The girls run into college dudes Corey, Lance and Martin, and I say “run into” them because it’s not really clear whether or not they already know each other. The girls invite the three guys to come with them on Walter’s yacht, and Corey (played by eventual TV staple Rob Estes) is thrilled about the chance to meet “Wall Street Walter” himself. Corey is basically Alex P. Keaton as a date rapist, Martin is the smart, sensitive one, and Lance is the hard-partying jock. Before the boys and girls get on board the yacht, they happen across our killer cat and decide to bring him along. A cat on a boat is good luck, according to Lance.
Once everyone’s onboard, it’s only a matter of time before the mutant cat starts claiming victims. Clu is the first to get it as he drunkenly steers the boat, but it’s only because he spits booze in the cat’s face that he gets it at all. Without Clu’s steady hand on the wheel, the boat is now hopelessly adrift and tempers begin to flare. George Kennedy gets fed up with all the sexy teens being sexy while he’s just trying to commit some federal crimes, dammit, but he has bigger things to worry about after the cat chews through his hamstring and he starts convulsing due to the deadly toxin the mutant cat is carrying. Everyone panics except for Martin, who bonds with the yacht’s only crew member, Rachel, who has a backstory about Walter and her father that doesn’t really matter at all.
The stand-out moment of “Uninvited” comes late in the film, just after Lance is shot in the arm by George Kennedy and retires to his stateroom to recuperate. He’s visited by one of the girls, who offers him some sexual healing. Lance’s right arm has gone completely numb, which seems like something to be concerned about but simply amuses them. They start going at it, but when she looks down to check on his injury, she sees the mutant cat just gnawing on Lance’s hand under the sheets. A couple of Lance’s fingers fall off, and he freaks out about being infected. In his panicked state, Lance leaps off the boat and pulls his would-be lover overboard with him.
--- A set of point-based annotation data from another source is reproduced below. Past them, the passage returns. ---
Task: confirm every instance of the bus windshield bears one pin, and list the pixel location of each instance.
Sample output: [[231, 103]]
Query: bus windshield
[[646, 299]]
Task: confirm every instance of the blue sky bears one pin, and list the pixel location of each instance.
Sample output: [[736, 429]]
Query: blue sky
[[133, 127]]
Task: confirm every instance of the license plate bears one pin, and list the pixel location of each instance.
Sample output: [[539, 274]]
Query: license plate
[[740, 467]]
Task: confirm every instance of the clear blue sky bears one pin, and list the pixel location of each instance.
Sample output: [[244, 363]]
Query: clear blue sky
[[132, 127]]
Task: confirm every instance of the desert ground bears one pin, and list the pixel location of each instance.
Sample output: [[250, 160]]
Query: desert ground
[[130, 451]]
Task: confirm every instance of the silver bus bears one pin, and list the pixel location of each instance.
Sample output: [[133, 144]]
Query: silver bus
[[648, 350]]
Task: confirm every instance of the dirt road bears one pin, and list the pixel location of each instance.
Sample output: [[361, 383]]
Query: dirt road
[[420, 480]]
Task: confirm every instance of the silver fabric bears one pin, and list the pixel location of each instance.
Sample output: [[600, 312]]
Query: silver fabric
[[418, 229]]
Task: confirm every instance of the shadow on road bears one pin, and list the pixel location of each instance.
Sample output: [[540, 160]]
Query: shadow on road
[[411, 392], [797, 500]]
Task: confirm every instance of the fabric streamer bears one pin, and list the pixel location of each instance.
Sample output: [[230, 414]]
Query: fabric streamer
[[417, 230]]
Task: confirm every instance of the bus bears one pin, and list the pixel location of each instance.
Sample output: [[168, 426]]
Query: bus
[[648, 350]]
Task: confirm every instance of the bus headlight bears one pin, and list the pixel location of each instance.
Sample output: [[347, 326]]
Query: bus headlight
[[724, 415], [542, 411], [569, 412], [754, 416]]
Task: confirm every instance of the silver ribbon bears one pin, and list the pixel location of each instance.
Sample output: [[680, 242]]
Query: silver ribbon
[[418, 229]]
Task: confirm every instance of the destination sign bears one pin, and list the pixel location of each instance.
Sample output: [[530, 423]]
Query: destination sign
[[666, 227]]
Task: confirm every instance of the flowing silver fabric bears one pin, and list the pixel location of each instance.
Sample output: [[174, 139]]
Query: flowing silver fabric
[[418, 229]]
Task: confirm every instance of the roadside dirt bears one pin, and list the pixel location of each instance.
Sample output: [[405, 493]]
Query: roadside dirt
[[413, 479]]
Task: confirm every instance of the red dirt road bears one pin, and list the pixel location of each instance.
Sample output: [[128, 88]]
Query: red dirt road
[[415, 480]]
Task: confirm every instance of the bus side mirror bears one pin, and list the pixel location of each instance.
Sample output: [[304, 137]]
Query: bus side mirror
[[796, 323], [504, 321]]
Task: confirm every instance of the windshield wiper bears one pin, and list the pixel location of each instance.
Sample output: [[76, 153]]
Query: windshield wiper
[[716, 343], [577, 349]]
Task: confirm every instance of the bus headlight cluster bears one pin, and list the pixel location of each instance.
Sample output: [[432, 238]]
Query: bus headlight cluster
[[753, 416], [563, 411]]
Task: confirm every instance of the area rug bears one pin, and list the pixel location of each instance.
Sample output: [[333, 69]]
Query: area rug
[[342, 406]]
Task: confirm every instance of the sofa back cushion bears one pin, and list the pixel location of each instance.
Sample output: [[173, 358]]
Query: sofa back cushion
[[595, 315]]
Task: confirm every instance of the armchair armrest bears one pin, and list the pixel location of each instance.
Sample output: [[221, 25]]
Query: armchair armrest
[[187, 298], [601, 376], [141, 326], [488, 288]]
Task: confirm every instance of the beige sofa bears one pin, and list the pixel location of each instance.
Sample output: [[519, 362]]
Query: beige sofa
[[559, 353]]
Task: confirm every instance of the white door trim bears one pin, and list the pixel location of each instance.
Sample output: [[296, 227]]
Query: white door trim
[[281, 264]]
By the time Martin and Rachel end up on a lifeboat bobbing on the stormy seas with the killer cat puppet paddling after them, “Uninvited” has finally crossed the line to full camp, but it’s a case of too little, too late. Seeing the cat puppet leap out of the water to claw at Martin’s face not once but twice provides genuine laughs in a movie that could have been full of them. Only Gulager, with his fake horse teeth and drunken horseplay, gives a performance worthy of his surroundings. With a few tweaks and more scenes like Lance’s untimely demise, “Uninvited” could have been a campy cult favorite in the vein of “Return of the Living Dead” or “Re-Animator.” As it exists, however, you’ll need a serious sock-puppet phobia to derive any emotions out of this movie.